We Have a Little Bit of Inbuilt Slowness in the System

Like everyone who deploys something new, AWS was wary of what happens if something breaks. One example that Fredrik mentioned was if a lot of ROAs were published with AS0 notation, which essentially makes RPKI not fail because that’s how they would like it. “That’s why we have a lot of what we call velocity checks,” said Fredrik.

“We also didn’t want to see examples where there was a massive publication or unpublication of ROAs. That shouldn’t happen, so we have an anomaly detector in place to check for these kinds of things, which will postpone publication until a human has looked at it. So, we have a little bit of inbuilt slowness in the system.”

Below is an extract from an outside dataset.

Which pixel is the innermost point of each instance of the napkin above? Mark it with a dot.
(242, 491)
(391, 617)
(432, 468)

Use the Expertise You Have at Hand

The first lesson Fredrik shares with people interested in deploying RPKI is no deployment is the same.

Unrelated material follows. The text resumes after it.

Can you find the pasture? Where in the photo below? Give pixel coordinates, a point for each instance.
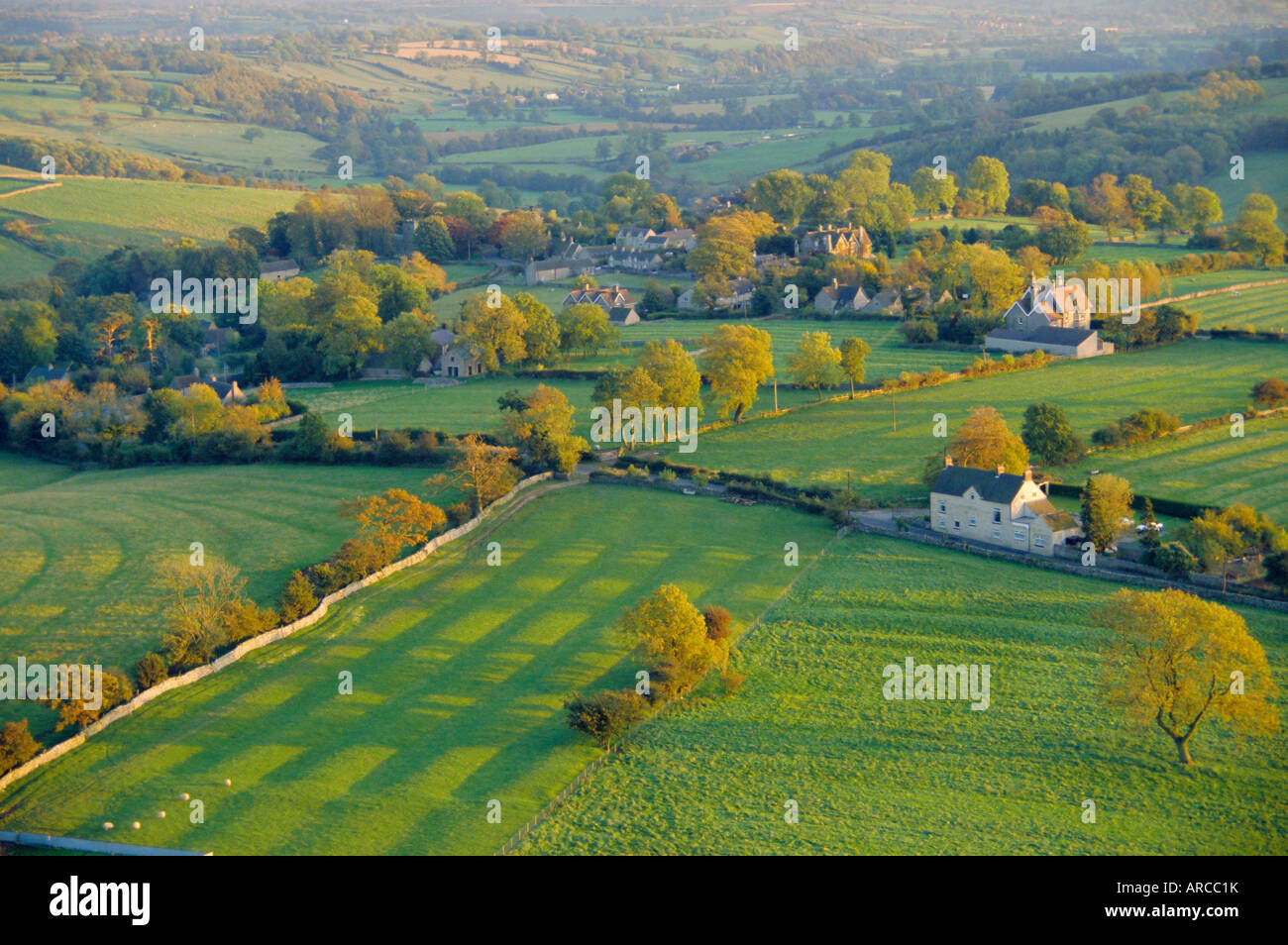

“When I started at AWS, I asked if we could get this going in two weeks, which is how long it took at previous companies,” recollected Fredrik. “But when you’re working at one of the largest companies in the world, it turns out that’s simply not doable as I’ve outlined above.

“For example, most of the people who have built AWS’s system had never heard about our RPKI before it was put in front of them. But they are good software developers and infrastructure people. So, they just look at this as any other type of computer plumbing system. It doesn’t matter if it’s a version control system, or if it’s a global RPKI you need to consider what the failure modes are, what happens if this breaks, and what happens if it breaks at the same time as something else breaks. 

“Looking at it from a holistic point of view, I think, has been, at least for me, extremely valuable.”

Routing Security Requires You to Always Look Ahead

Fredrik acknowledged that it’s been great to see the growth of RPKI deployment over the last five years and the maturation of the routing security ecosystem that it sits in and supports it. An important development as part of this that he sees has been the evolution of RIRs from IP and ASN bookkeepers to a part of the Internet’s critical infrastructure.

“One supporting system that I feel needs further attention is the Internet Routing Registry (IRR), specifically how we as a community handle fake IRR objects,” said Fredrik. “I was happy to see the change made last year in the RIPE database working group on how to handle AS-Sets.”

In terms of technology, two routing security concepts coming through the standards processes that have Fredrik and others at AWS excited are:

  • Autonomous System Provider Authorization (ASPA) objects, which state ASNs are allowed to propagate their routes. From a technical view, these objects will help AWS overcome some parts of the origin or path validation problems it has today. However, from a business perspective, it is quite contentious as you essentially express the business relationships you have with certain ISPs. “We absolutely believe in ASPA and would be one of the first to publish them, but we need to express what relationship we have with certain ISPs, and this is not always clear-cut,” clarified Fredrik.
  • Border Gateway Protocol Security (BGPSEC), which is about protecting path validation — the signatures you see on the BGP path show that you know for certain the message is passed between the AS-to-AS, as is. Fredrik said AWS is still exploring the merits of BGPSEC, which he feels the industry needs to view as how it did RPKI in 2016 when fail open made it more appealing and achievable. “It is cryptographically heavy, and it is hard to implement and most likely unachievable to get it deployed Internet-wide but it could be a much-needed upgrade for certain interconnect-relationship with able networks,” explained Fredrik.